30 April 2012

National Poetry Month: 30


Who better to close out National Poetry Month than William Shakespeare? In Sonnet 55, with the sublime assurance and arrogance of an obscure but true poet, he realizes that the great ones of this world will fade and dwindle, while his words will grow to overshadow them all. Ironically, though he assures his beloved of immortality through his rhymes, no one knows to whom this poem was addressed, or if it was in fact addressed to an actual person at all. There have been endless and mostly pointless attempts to figure out who the beloved was. I’m always amused by critics who insist the Sonnets must describe actual events in Shakespeare’s life, like fourteen-line diary-entries in rhymed iambic pentameter; he turned out to be the world’s greatest dramatist, and who knows why he decided to inhabit these particular situations? Whatever he was describing, it only exists for us because he described it so well.
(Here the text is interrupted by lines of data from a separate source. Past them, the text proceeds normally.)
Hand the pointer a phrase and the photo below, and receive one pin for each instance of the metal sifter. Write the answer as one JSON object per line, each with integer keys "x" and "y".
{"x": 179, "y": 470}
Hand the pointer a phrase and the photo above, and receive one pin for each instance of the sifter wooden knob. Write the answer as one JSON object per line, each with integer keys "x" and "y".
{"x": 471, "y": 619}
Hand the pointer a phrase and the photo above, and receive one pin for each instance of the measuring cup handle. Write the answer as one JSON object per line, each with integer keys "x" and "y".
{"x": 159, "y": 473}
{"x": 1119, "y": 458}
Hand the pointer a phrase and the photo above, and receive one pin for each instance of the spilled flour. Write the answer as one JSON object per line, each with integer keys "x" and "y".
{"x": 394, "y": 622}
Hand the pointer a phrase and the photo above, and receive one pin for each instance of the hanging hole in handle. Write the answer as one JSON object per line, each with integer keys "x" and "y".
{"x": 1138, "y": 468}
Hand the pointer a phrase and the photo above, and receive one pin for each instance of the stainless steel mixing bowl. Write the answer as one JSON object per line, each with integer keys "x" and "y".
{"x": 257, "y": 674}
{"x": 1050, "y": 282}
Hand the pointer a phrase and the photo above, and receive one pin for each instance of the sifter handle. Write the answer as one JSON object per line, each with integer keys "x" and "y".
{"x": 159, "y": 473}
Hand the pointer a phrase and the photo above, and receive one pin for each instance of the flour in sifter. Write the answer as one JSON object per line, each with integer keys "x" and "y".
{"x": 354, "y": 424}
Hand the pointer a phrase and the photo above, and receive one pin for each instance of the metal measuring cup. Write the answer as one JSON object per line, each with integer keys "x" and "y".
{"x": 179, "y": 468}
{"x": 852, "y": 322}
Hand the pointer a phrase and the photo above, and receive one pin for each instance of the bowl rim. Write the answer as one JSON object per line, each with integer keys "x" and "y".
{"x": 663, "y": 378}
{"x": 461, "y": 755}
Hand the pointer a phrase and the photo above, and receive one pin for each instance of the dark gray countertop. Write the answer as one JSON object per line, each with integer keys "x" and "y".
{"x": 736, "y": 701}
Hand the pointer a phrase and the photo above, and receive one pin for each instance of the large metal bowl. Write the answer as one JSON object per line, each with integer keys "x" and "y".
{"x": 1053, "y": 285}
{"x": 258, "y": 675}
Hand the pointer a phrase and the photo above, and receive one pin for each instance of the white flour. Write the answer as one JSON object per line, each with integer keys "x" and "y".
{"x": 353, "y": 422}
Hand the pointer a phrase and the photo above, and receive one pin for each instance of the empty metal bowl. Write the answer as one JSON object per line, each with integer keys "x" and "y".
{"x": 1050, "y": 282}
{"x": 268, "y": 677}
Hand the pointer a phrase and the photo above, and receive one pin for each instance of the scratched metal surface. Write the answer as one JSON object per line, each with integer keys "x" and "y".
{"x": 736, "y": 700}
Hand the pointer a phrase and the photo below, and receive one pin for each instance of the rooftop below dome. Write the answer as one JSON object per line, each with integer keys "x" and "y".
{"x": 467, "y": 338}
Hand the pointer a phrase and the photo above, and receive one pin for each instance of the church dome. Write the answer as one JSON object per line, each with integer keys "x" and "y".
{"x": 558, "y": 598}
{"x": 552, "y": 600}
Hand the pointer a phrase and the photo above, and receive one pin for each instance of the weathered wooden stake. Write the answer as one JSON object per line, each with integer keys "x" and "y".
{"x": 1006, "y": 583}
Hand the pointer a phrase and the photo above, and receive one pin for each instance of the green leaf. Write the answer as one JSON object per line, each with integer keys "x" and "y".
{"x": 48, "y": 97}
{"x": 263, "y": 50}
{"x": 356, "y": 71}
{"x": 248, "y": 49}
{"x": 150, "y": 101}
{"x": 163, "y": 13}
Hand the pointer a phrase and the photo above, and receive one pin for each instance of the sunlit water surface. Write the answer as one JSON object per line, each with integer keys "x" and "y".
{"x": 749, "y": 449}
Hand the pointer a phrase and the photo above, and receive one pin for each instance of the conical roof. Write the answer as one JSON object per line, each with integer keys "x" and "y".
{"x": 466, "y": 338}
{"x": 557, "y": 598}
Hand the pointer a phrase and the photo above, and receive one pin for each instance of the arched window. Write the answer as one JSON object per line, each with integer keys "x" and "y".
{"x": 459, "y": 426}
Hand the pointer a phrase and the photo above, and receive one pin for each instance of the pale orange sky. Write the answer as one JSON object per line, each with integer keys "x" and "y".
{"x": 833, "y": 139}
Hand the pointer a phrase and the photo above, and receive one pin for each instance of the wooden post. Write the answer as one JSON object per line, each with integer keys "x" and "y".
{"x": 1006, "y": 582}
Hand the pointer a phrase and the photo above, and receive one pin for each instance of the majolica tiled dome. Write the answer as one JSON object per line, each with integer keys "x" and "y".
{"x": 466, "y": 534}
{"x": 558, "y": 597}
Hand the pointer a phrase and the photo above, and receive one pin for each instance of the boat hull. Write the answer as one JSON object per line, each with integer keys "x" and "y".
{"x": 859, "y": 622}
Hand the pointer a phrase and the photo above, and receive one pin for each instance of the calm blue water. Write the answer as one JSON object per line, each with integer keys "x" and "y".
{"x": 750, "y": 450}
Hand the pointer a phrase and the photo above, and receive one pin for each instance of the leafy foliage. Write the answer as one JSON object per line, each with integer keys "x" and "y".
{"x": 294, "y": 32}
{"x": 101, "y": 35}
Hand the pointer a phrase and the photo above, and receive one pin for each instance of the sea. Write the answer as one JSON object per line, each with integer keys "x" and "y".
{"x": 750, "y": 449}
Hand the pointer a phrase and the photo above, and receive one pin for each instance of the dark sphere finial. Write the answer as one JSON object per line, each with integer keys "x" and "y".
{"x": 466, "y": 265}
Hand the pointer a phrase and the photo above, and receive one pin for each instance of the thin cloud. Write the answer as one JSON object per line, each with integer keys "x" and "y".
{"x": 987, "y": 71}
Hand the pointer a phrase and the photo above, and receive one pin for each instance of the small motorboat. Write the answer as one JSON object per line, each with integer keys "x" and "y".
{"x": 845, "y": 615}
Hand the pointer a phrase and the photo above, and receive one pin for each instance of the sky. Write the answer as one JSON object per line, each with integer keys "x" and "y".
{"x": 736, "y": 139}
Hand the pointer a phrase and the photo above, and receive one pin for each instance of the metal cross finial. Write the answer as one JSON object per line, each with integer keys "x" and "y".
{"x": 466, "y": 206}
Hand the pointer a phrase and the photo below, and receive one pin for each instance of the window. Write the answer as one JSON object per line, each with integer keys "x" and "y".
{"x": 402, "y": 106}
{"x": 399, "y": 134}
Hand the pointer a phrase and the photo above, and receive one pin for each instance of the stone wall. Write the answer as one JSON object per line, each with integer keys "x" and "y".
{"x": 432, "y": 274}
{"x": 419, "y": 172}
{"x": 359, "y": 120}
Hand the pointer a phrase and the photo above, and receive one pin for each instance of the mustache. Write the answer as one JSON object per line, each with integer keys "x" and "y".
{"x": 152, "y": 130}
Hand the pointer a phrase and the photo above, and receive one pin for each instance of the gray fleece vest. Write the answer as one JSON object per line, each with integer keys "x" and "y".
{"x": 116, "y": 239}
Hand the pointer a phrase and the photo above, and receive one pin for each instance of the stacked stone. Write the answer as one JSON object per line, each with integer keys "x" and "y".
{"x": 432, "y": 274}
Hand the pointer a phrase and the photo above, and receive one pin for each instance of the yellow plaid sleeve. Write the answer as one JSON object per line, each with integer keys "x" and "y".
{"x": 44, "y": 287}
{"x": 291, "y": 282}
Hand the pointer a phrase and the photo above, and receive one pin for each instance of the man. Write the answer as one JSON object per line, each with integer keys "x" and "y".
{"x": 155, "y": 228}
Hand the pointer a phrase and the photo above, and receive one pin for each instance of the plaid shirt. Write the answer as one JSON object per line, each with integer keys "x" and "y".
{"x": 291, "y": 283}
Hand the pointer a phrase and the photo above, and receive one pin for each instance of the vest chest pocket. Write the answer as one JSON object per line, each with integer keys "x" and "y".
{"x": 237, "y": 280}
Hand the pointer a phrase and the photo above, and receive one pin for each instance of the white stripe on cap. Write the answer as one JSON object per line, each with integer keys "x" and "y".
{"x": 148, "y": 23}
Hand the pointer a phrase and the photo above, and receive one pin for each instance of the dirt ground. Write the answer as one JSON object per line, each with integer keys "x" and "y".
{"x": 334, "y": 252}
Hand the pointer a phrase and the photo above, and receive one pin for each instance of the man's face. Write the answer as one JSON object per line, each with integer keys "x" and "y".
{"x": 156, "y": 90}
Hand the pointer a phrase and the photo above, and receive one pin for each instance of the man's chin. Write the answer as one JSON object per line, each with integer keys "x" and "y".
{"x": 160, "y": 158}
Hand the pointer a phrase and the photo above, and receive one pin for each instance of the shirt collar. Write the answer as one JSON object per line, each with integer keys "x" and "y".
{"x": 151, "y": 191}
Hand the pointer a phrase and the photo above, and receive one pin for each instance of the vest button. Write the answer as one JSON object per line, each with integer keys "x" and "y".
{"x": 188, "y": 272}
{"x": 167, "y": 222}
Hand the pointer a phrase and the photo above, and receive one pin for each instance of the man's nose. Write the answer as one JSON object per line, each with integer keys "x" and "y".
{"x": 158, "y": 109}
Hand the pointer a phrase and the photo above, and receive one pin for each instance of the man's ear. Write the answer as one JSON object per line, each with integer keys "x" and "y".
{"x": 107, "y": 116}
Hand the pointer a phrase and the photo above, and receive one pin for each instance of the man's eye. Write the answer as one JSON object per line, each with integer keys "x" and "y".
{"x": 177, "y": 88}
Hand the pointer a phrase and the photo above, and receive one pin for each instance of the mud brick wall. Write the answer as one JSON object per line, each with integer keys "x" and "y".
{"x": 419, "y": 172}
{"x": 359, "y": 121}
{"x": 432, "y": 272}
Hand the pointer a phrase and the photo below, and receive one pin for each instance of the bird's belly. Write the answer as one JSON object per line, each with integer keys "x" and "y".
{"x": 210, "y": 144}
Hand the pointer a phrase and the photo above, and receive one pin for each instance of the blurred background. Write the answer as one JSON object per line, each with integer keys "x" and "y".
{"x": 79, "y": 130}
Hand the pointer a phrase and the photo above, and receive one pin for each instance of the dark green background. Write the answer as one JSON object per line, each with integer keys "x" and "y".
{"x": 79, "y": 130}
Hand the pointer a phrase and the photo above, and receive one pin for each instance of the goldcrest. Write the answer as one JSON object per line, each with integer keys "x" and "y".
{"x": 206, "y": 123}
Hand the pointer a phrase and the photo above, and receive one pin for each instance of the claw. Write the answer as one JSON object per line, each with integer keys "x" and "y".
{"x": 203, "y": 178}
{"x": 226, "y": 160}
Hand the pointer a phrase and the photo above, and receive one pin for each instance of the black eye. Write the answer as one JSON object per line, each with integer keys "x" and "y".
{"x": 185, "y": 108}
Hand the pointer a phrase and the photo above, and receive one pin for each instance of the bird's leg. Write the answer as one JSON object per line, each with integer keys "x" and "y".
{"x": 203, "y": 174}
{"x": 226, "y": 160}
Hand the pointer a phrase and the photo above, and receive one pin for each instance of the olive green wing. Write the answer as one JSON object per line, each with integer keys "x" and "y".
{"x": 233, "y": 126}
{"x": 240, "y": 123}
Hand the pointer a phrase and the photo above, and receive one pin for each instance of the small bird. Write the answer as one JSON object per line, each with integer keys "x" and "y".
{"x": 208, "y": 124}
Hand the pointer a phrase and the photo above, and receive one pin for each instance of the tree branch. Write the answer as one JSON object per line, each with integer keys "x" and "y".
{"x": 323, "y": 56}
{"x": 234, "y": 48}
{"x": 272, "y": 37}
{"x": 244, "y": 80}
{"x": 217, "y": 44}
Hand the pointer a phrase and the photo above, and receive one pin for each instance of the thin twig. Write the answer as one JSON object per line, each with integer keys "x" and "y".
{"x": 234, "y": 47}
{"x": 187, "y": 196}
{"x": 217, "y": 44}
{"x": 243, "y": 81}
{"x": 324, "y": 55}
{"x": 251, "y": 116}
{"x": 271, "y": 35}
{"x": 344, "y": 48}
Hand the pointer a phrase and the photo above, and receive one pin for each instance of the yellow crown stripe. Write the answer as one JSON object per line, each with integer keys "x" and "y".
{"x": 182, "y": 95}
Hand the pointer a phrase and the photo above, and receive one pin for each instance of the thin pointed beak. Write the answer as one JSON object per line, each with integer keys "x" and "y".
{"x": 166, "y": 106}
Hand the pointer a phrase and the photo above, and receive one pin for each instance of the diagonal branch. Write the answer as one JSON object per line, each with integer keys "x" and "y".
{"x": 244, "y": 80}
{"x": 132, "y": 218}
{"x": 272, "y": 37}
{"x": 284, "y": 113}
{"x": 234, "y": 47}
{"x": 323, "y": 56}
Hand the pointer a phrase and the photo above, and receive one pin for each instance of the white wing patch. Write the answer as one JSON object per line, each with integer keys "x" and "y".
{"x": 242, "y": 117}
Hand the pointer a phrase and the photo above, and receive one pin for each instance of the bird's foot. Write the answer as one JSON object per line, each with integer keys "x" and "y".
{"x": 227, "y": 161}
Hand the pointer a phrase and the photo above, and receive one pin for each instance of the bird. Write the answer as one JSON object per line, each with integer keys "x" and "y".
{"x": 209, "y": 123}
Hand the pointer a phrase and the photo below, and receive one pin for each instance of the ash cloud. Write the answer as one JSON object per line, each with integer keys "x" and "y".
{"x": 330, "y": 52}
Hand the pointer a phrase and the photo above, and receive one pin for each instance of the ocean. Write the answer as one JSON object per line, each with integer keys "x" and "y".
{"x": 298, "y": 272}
Lover and beloved are long dead, but he was right about his immortal words. Here endeth the lesson.

Sonnet 55


Not marble, nor the gilded monuments
Of princes, shall outlive this pow’rful rhyme,
But you shall shine more bright in these contents
Than unswept stone, besmeared with sluttish time.
When wasteful war shall statues overturn,
And broils root out the work of masonry,
Nor Mars his sword nor war’s quick fire shall burn
The living record of your memory.
‘Gainst death and all oblivious enmity
Shall you pace forth; your praise shall still find room
Even in the eyes of all posterity
That wear this world out to the ending doom.
So, till the Judgment that yourself arise,
You live in this, and dwell in lovers’ eyes.


– William Shakespeare

2 comments:

Unknown said...

What a fitting end. I will truly miss poetry month. Thank you for brightening my days.
V

Patrick J. Vaz said...

Thank you! I'm happy you enjoyed the entries.